The twenty-first century is mildly obsessed with the Great Con of American Greatness, with film and television offering bleak fairy tales about hucksters and frauds with increasing enthusiasm. A movie about scams and villains and a corrupt White House, Fly Me to the Moon should fit into this moment but somehow doesn’t.

There is a scene, toward the end, when the “real” moon landing footage is positioned alongside the fake, and Kelly deems the two indistinguishable. At points, the movie takes a passing interest in how fake things seem real and real things seem fake, though it rarely progresses beyond observations like, “The truth is still the truth, even if nobody believes it. A lie is still a lie, even if everybody believes it.” It doesn’t matter if NASA’s space suits look like Halloween costumes: They’re the real deal. It doesn’t matter that Cole and Kelly tell a bigwig a big lie in the service of telling the American public a bigger cosmic truth. Because, again, the truth is still the truth, even if—well, you get it.

The movie’s own framing of real and unreal is too confused to make much of these moments, right from its opening line, “This is the real story … mostly.” NASA, Nixon, and the moon landing are all verifiable historical items. But the characters of Kelly Jones and Cole Davis are about as real as the fake moon landing. The movie explains this away with Moe telling Kelly she’ll be “erased from the history books.” That’s how it would happen, obviously, if this had happened. Which it didn’t. Or did it?! The numerous conspiracy theories that the moon landing was a hoax, including that Dr. Strangelove’s Stanley Kubrick directed the whole thing on a soundstage, are very real, a source of comedy in the screenplay and likely inspiration for the entire film.
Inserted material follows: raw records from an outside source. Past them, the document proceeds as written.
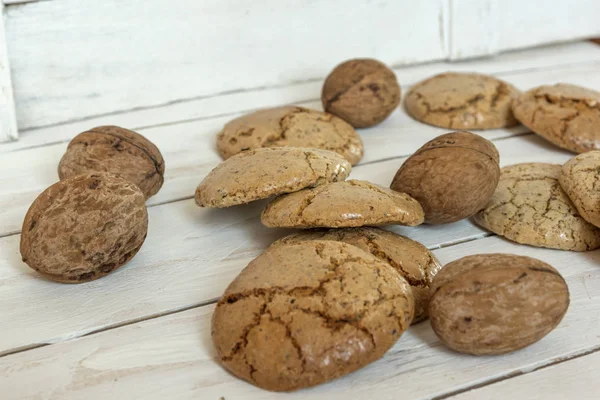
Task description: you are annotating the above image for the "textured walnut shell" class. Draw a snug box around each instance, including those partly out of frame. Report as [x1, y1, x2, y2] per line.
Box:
[20, 173, 148, 283]
[390, 131, 500, 224]
[429, 254, 569, 355]
[212, 240, 414, 391]
[58, 125, 165, 199]
[322, 58, 401, 128]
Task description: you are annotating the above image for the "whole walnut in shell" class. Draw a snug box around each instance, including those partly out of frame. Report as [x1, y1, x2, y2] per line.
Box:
[429, 254, 569, 355]
[20, 173, 148, 283]
[58, 125, 165, 199]
[390, 131, 500, 224]
[322, 58, 401, 128]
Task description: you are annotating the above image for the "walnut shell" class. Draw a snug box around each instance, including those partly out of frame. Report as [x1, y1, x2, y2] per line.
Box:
[429, 254, 569, 355]
[322, 58, 401, 128]
[20, 173, 148, 283]
[58, 125, 165, 199]
[390, 131, 500, 224]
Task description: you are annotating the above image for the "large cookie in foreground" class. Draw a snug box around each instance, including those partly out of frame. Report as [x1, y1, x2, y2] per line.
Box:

It’s tempting to imagine the different forms this film might have taken, not only because the movie is a counterfactual daydream, but also because of the intriguing changes it underwent in development. What else might this movie have been, if, for example, it had remained titled Project Artemis and leaned into being a solo vehicle for its actress-producer? What if Jason Bateman had stayed on as director, instead of departing the project in 2022 due to “creative differences”? (Bateman, at the helm of Bad Words and The Family Fang, has a darker sense of humor than the director who replaced him, Greg Berlanti.) What if Chris Evans, who was originally cast, had played the romantic lead, or Tatum had been directed differently?

Fly Me to the Moon’s repeated mentions of Kubrick underscore what might have been the movie’s best iteration. A second coming of Dr. Strangelove was never in the cards, and it didn’t need to be. But the allusion to that 1964 classic is a reminder that there can be something revealing in the mode of parody, in the excesses of exaggeration. Somewhere between the Technicolor nostalgia of period storytelling and the ashen aesthetic of depressed retrofuturism, lies satire. It’s a tricky balance, but it’s not rocket science.